Dos relógios atômicos aos relógios nucleares
Como vimos, o segundo é definido pelas transições eletrônicas nos átomos de césio. As transições que ocorrem com uma frequência mais baixa são mais fáceis de medir. Mas aqueles que ocorrem com maior frequência ajudam a aumentar a precisão da medição.
As transições do césio ocorrem aproximadamente na mesma frequência no espectro eletromagnético de microondas.
Essas frequências de microondas são mais baixas que as da luz visível. Mas em setembro de 2021, os cientistas realizaram medições utilizando o elemento estrôncio, cuja frequência de transição é superior à do césio e está dentro da faixa da luz visível.
Isto abre a possibilidade de redefinir o segundo até 2030.
Em setembro de 2024, cientistas americanos fizeram avanços importantes na construção de um relógio nuclear, um passo à frente em relação a um relógio atômico.
Ao contrário do relógio atómico, a transição medida por este novo dispositivo ocorre no núcleo do átomo (daí o nome), conferindo-lhe uma frequência ainda mais elevada.
O átomo de tório-229, utilizado neste estudo, oferece uma transição nuclear que pode ser estimulada pela luz ultravioleta. A equipe que trabalha no relógio nuclear superou o desafio tecnológico de construir um pente que operasse na faixa de frequência relativamente alta da luz ultravioleta.
Este foi um grande passo porque as transições nucleares normalmente só se tornam visíveis em frequências muito mais altas, como as da radiação gama. Mas ainda não podemos medir com precisão as transições na faixa gama.
O que virá
A transição do átomo de tório tem uma frequência aproximadamente um milhão de vezes maior que a do átomo de césio.
Isto significa que, embora tenha sido medido com uma precisão inferior à do actual relógio de estrôncio de última geração, promete uma nova geração de relógios com definições de segundos muito mais precisas.

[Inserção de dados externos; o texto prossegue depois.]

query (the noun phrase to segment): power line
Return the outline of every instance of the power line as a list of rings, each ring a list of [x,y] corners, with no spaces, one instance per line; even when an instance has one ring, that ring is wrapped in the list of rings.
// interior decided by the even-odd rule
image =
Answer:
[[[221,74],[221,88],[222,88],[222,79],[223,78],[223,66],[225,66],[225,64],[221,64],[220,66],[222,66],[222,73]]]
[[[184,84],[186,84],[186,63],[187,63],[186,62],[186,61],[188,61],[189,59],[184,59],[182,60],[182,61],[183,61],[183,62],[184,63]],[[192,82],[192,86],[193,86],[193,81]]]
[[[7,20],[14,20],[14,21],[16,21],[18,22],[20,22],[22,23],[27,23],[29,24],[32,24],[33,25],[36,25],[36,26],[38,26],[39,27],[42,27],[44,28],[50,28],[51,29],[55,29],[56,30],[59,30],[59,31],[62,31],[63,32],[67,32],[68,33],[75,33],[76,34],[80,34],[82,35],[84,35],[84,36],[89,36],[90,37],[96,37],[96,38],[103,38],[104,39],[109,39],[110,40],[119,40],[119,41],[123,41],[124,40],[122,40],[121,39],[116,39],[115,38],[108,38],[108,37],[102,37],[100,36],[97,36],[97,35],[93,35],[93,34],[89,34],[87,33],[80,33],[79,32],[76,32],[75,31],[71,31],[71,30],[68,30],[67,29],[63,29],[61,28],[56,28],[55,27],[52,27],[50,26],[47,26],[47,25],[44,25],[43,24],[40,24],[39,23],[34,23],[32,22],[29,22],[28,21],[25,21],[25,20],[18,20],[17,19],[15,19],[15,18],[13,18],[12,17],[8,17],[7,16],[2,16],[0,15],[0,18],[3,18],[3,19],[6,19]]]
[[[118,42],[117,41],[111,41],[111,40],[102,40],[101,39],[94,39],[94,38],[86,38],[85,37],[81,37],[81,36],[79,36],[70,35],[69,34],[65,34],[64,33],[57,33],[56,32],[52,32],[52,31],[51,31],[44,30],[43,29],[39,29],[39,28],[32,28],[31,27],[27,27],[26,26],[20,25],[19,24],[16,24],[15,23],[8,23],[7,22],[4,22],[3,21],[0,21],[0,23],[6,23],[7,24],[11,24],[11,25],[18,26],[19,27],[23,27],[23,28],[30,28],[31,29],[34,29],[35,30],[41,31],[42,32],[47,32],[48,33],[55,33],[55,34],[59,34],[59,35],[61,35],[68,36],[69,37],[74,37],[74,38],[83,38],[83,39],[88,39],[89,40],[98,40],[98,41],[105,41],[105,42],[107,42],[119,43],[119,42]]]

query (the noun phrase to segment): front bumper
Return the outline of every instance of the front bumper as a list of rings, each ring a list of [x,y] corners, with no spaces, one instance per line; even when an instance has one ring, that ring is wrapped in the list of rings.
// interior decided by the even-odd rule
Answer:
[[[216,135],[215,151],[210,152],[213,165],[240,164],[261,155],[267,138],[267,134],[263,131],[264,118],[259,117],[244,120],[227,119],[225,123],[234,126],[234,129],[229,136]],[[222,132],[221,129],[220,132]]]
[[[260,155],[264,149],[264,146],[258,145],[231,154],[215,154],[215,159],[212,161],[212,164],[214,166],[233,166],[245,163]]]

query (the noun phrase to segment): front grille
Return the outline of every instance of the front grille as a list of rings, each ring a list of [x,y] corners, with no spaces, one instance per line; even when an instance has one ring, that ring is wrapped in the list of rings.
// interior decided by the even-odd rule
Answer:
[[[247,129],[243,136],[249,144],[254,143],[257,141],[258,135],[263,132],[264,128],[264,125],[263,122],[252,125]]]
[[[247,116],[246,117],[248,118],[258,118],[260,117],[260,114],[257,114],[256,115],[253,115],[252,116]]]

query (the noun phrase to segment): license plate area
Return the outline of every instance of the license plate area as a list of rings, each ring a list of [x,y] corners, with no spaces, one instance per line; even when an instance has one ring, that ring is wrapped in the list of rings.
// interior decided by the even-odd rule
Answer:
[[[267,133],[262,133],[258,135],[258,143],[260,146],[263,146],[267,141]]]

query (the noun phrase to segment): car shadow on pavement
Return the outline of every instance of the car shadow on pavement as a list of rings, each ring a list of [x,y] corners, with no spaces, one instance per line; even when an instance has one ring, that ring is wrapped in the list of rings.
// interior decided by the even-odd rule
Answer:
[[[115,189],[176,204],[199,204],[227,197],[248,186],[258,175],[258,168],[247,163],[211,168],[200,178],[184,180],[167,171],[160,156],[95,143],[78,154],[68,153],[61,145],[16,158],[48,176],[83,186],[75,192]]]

Medir o tempo até a décima nona casa decimal, como faziam os relógios nucleares, permitiria aos cientistas estudar processos muito rápidos.
Pensemos em dois corredores empatados numa corrida com definição fotográfica. Se o cronômetro do árbitro tivesse alguns dígitos extras, eles poderiam identificar o vencedor sem a necessidade de auxílio visual.

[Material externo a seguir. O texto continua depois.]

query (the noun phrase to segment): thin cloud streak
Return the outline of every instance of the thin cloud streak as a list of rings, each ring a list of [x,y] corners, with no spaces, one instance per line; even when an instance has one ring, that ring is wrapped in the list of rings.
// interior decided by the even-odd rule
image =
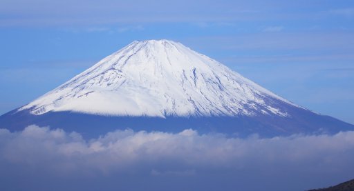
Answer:
[[[199,134],[190,129],[177,134],[127,130],[84,140],[75,132],[31,125],[17,132],[0,130],[0,153],[3,170],[0,177],[23,181],[21,174],[36,169],[36,176],[30,179],[37,181],[52,177],[49,182],[53,187],[63,179],[81,177],[66,184],[66,190],[75,190],[74,185],[92,190],[88,183],[92,179],[104,180],[109,190],[122,189],[117,181],[124,185],[144,179],[151,181],[145,183],[147,190],[162,186],[155,181],[163,179],[169,180],[167,188],[178,190],[183,189],[179,183],[192,179],[196,181],[194,187],[187,190],[216,190],[218,183],[218,188],[225,190],[300,190],[353,175],[354,132],[239,139]],[[258,183],[252,185],[255,179]]]

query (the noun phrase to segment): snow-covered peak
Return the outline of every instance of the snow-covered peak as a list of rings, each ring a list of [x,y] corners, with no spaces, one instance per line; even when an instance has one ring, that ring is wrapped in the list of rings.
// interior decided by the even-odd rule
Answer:
[[[287,116],[265,101],[269,97],[292,104],[180,43],[149,40],[133,41],[19,110],[35,114]]]

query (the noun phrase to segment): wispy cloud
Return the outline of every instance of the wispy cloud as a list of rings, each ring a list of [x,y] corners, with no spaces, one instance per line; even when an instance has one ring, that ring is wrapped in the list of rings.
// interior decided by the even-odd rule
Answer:
[[[351,17],[351,16],[354,16],[354,8],[335,9],[335,10],[330,10],[329,12],[331,14],[337,14],[337,15]]]
[[[284,27],[283,26],[268,26],[265,28],[263,31],[263,32],[280,32],[284,30]]]
[[[141,25],[138,26],[122,26],[117,29],[118,32],[134,32],[139,30],[144,30],[144,27]]]
[[[3,181],[5,190],[26,179],[47,180],[41,186],[66,190],[92,190],[94,185],[140,190],[139,183],[125,183],[145,179],[145,190],[303,190],[353,175],[354,132],[238,139],[192,130],[128,130],[84,140],[75,132],[32,125],[17,132],[0,130],[0,178],[11,180]],[[29,176],[34,170],[36,175]],[[180,184],[185,181],[191,184]]]

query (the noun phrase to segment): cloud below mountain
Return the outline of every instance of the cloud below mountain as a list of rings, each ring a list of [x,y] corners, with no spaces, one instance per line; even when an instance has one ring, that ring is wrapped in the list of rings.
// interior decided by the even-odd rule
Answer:
[[[84,140],[30,125],[0,130],[0,154],[2,190],[301,190],[353,178],[354,132],[239,139],[127,130]]]

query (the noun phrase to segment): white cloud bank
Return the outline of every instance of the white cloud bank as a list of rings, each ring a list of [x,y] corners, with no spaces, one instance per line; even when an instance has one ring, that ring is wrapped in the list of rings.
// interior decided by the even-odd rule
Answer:
[[[304,190],[354,178],[354,132],[259,139],[0,129],[0,190]]]

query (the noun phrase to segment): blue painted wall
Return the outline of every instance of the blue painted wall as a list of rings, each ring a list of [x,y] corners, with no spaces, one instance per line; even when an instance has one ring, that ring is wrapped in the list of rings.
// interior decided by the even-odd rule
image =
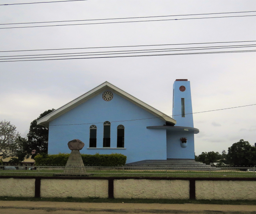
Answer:
[[[186,90],[182,92],[179,87],[182,86],[185,86]],[[177,121],[175,126],[194,127],[193,115],[185,114],[185,117],[182,117],[181,98],[184,98],[185,101],[185,113],[192,113],[191,93],[190,91],[189,81],[175,81],[173,83],[173,118]]]
[[[194,133],[188,131],[170,132],[167,130],[167,158],[170,159],[194,159]],[[187,147],[180,146],[180,138],[187,138]]]
[[[125,148],[123,149],[87,149],[90,127],[92,124],[52,126],[74,123],[90,123],[97,127],[97,148],[103,148],[103,124],[97,123],[154,117],[155,115],[113,92],[110,101],[102,98],[104,91],[50,122],[48,153],[70,153],[68,142],[78,139],[85,144],[80,152],[94,154],[117,153],[127,157],[127,163],[142,160],[166,159],[166,134],[165,129],[152,129],[147,126],[163,126],[159,118],[112,122],[111,147],[116,148],[117,126],[125,126]]]
[[[183,86],[186,90],[181,91],[180,87]],[[184,98],[185,113],[192,113],[191,94],[189,81],[175,81],[173,89],[173,118],[177,122],[177,126],[194,127],[193,115],[185,114],[182,117],[181,98]],[[177,115],[175,116],[174,115]],[[194,159],[194,133],[188,131],[171,132],[166,133],[166,152],[167,158]],[[180,145],[180,138],[187,138],[187,147]]]

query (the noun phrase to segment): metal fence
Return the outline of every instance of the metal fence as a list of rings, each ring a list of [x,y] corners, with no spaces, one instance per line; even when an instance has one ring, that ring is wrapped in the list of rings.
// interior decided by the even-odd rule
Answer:
[[[0,176],[255,178],[256,170],[256,166],[122,165],[103,167],[2,164],[0,165]]]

Da mesma forma, a relatividade geral é usada para estudar processos de alta velocidade que poderiam levar a sobreposições com a mecânica quântica. Um relógio nuclear fornecer-nos-á a tecnologia necessária para provar estas teorias.

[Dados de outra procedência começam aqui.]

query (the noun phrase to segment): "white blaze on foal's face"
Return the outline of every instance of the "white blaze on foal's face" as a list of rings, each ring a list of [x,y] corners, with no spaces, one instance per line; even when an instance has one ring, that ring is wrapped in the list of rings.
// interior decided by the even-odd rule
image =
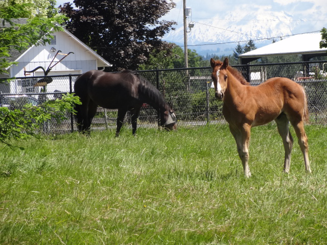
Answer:
[[[221,94],[221,86],[219,83],[219,70],[217,71],[216,76],[217,76],[217,88],[216,89],[216,92]]]

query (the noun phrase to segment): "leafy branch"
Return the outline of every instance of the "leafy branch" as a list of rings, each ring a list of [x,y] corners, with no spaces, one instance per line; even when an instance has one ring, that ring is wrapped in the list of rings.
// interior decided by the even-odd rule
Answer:
[[[78,96],[67,94],[61,100],[48,101],[38,106],[27,104],[22,110],[0,107],[0,142],[13,148],[9,140],[39,138],[38,131],[44,122],[51,118],[62,121],[67,119],[67,112],[75,112],[74,105],[80,104]]]

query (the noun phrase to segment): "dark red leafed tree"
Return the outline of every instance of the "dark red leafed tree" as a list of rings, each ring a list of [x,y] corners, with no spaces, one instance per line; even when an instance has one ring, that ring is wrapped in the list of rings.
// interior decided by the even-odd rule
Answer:
[[[160,20],[175,7],[166,0],[74,0],[60,6],[65,28],[113,65],[135,69],[152,51],[170,48],[161,40],[176,24]]]

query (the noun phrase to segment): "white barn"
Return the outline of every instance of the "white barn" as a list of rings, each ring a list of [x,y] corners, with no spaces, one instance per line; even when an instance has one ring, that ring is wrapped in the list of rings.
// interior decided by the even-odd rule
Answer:
[[[15,20],[17,23],[24,23],[26,18]],[[21,52],[16,51],[11,52],[10,61],[15,61],[18,64],[8,67],[8,74],[0,74],[0,78],[26,78],[21,81],[19,80],[16,83],[10,83],[10,85],[0,85],[0,92],[2,93],[38,92],[40,87],[34,87],[36,79],[28,79],[29,77],[43,76],[44,72],[39,69],[32,74],[25,74],[24,70],[31,71],[38,66],[45,70],[54,65],[60,59],[64,58],[51,69],[48,76],[68,75],[82,74],[92,69],[101,69],[105,67],[111,66],[105,60],[89,47],[83,43],[78,38],[64,28],[63,31],[57,32],[52,34],[54,38],[51,44],[45,45],[33,45]],[[60,52],[57,55],[57,52]],[[69,55],[65,56],[69,52]],[[54,60],[54,58],[56,56]],[[50,66],[50,67],[51,67]],[[56,81],[56,80],[57,80]],[[58,84],[60,79],[54,78],[53,81],[48,85],[48,92],[53,91],[56,88],[60,91],[67,90],[66,84]]]

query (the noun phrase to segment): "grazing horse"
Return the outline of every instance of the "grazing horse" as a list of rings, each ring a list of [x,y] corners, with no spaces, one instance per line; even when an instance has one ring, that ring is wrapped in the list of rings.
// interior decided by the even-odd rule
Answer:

A nível tecnológico, sistemas de posicionamento precisos, como o GPS, baseiam-se em cálculos complexos que requerem medições precisas do tempo que leva para um sinal passar de um dispositivo para um satélite e para outro dispositivo.
Uma melhor definição do segundo se traduzirá em um GPS muito mais preciso. O tempo do segundo de césio pode ter acabado, mas para além dele, um mundo totalmente novo nos espera.
*Vittorio Aita é pesquisador associado do departamento de Física do King’s College, em Londres.
Este artigo foi publicado em A conversa e reproduzido sob a licença Creative Commons. Clique aqui para ler o versão original (Em inglês).